For Andrew L. Waterhouse, being tasked with wine selection when having drinks with family, friends, or inquisitive journalists is something of an occupational hazard. “It’s just part of the job,” the professor of viticulture and enology at the University of California, Davis, says.
▸ Hometown: Davis, Calif.
▸ Education: Ph.D., synthetic organic chemistry, University of California, Berkeley
▸ Professional highlight: Honorary doctorate from the University of Bordeaux, a school with a wine program that dates back to 1880, the same year the viticulture and enology program started at the University of California
▸ Favorite molecule: Acetaldehyde, which is a key wine oxidation product
▸ Favorite way to enjoy a glass of wine: Barrel sampling with friends
▸ Favorite city: Ljubljana, Slovenia. “The food is wonderful; things are organized; there are many excellent local wines to taste and not too many tourists.”
It’s a good bet that Waterhouse will pick a winning wine. He’s widely respected for his expansive knowledge of wine chemistry and has educated a generation of winemakers during his 26 years teaching in UC Davis’s world-renowned program.
But Waterhouse hasn’t always been a wine connoisseur. With training in natural product synthesis, he started his career at a different school teaching organic chemistry primarily to premed students and researching conformational analysis of polysaccharides. One day, while paging through C&EN on a flight, Waterhouse saw a job posting for an assistant professor of viticulture and enology at UC Davis. He wanted to return to the West Coast, where he went to school, so he applied.
“As soon as I heard I got the job, I started reading,” he remembers. “Professionally, I knew nothing. I was a wine lover, but I had no idea what was in wine, really, other than alcohol.” Now he studies wine’s complex natural products, such as flavonoids. “Winemakers call it chicken wire chemistry,” he says, because the hexagons in the flavonoid structures resemble chicken wire to those untrained in chemistry.
Waterhouse says when he first started at UC Davis he tried to teach organic chemistry to budding winemakers the same way he taught it to premeds. “It didn’t work,” he says. For example, when he taught his students about terpenes—important flavor compounds in certain wines such as Rieslings—he discussed how the compounds undergo acid-catalyzed rearrangement during aging.
“I was showing the students allylic cations forming, rearranging, and eliminating. And it was completely useless to them,” he says. “They have to understand something about terpene chemistry, but they don’t have to understand mechanistic transformations from one terpene to another.” This made Waterhouse completely rethink how he taught chemistry to these students. He needed to talk about chemistry that would be useful in wine making. “That’s why they take classes—they want to understand what’s happening so they can manage it better. It’s a very applied use of chemistry.”

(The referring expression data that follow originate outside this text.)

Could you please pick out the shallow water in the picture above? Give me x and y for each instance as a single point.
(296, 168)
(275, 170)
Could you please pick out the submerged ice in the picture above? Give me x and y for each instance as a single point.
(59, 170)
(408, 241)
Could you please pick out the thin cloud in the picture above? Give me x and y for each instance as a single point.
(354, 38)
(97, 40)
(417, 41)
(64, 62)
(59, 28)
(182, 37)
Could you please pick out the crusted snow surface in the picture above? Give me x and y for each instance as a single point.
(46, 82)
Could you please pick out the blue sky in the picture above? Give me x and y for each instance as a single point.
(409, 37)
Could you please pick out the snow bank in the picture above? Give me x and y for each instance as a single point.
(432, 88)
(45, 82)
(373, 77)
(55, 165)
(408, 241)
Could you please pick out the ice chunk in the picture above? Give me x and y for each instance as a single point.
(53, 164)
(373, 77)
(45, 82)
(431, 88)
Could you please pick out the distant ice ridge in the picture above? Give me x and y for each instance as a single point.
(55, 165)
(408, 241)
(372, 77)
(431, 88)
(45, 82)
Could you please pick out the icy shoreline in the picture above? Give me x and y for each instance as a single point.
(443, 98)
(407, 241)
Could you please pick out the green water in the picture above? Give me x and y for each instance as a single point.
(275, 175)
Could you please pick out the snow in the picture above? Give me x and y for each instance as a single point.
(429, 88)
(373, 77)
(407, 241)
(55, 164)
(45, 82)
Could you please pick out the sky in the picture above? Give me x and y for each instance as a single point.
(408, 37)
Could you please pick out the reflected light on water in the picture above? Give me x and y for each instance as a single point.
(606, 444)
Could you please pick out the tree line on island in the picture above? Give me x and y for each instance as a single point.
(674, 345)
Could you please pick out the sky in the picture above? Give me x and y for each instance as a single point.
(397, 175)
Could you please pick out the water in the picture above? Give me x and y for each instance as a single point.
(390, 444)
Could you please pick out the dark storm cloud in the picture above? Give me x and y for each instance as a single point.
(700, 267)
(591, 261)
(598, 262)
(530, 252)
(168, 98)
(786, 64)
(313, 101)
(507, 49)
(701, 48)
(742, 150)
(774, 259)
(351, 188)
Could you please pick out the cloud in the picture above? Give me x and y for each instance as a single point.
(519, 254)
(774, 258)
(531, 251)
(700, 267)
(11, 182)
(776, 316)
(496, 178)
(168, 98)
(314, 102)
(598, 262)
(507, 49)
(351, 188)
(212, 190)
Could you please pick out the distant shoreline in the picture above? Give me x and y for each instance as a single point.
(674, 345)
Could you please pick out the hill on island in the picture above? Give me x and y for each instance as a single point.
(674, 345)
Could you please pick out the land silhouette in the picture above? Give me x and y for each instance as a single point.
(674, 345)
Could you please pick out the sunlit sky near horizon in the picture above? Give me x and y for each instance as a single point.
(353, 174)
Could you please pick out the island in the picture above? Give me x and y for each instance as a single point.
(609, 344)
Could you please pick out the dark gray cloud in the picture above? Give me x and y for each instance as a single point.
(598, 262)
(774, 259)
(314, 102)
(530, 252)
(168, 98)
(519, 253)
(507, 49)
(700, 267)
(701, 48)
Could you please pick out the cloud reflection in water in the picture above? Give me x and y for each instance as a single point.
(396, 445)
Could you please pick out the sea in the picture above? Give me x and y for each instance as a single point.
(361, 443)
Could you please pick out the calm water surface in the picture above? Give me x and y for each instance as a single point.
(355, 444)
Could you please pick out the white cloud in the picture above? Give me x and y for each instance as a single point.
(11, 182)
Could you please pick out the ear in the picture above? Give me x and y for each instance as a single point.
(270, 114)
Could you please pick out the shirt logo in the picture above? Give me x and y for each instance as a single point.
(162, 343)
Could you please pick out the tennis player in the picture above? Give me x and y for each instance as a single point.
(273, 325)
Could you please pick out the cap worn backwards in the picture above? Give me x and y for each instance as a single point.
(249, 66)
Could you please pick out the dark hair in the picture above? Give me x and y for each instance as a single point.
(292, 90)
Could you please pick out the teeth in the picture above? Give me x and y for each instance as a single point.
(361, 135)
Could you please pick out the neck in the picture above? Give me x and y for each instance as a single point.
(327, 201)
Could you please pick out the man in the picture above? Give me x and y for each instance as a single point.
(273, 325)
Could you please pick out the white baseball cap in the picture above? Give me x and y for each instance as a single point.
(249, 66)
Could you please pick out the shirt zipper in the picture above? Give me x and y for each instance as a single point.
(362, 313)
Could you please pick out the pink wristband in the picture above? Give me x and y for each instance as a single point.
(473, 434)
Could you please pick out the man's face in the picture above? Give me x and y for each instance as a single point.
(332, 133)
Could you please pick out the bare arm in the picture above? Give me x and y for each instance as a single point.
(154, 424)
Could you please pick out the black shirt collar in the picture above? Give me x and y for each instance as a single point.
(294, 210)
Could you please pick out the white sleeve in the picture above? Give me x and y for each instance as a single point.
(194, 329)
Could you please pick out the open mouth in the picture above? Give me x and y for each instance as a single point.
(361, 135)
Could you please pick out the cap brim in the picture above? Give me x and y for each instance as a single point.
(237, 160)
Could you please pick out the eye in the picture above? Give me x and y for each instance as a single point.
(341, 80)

And students of wine chemistry differ from premeds in another way, Waterhouse found. Whether the wine-making students are pursuing bachelor’s, master’s, or doctoral degrees, all approach the subject with passion, Waterhouse says. “When I was teaching organic chemistry to premeds, they had no interest in the subject. They just needed an A. It was a hurdle class for them and they didn’t like it.” That’s not the case with the students he teaches at UC Davis, he says. “They really want to know the information, and they want to know why it is useful.”
In 2016, after 25 years as a wine chemist, Waterhouse decided to create a resource for others who might be interested in teaching the subject or for chemists who are just interested in knowing more about the chemistry of wine. Along with Cornell University’s Gavin L. Sacks and the University of Adelaide’s David W. Jeffery, he coauthored “Understanding Wine Chemistry.”
The book, he says, is different from other wine chemistry resources because it focuses on the organic chemistry of wine. “Most of the chemists in the field are analytical chemists, and they’re very good at that, but when they write about it, they focus on analytical issues, such as comparing analytical results with taste and sensory results.” While that’s important, Waterhouse says, he and his coauthors wanted to create a book on the chemical reactions that take place in wine.
“Just by understanding the chemistry you can intervene in very simple ways,” Waterhouse notes. For example, sauvignon blanc wines from New Zealand are known for a guava- and passion-fruit-type aroma, but that fruity note would often be missing after storage. An organic chemist figured out that the aroma arises from an ester that can hydrolyze. Now, New Zealand winemakers keep the sauvignon blanc as cold as they can until it’s bottled and shipped, thus preserving that flavor. “So understanding chemistry is very powerful, even in wine making,” Waterhouse points out.
But, Waterhouse is quick to add, chemistry does not have all the answers. “When I came to Davis, I thought all we have to do is figure out what are the key molecules that are present in great wine. Many people have this idea, and I was not any different. It turns out that there have been a lot of smart people thinking about this for a really long time,” he says.
“What I’ve discovered is that it’s not really just the chemistry that makes wine interesting or valuable. There’s a lot more behind the story of wine than chemistry. I know that might be disappointing for some chemists, but the reality is that people love wine. And people love wine not just because of the way it tastes. They love wine for many reasons,” he says. “When you’re a winemaker one of the key things you have to be able to do is convey a message about your product—a story about yourself or the land or the history of the property. Those things are, in some way, more important to a wine drinker than wine that just tastes good.”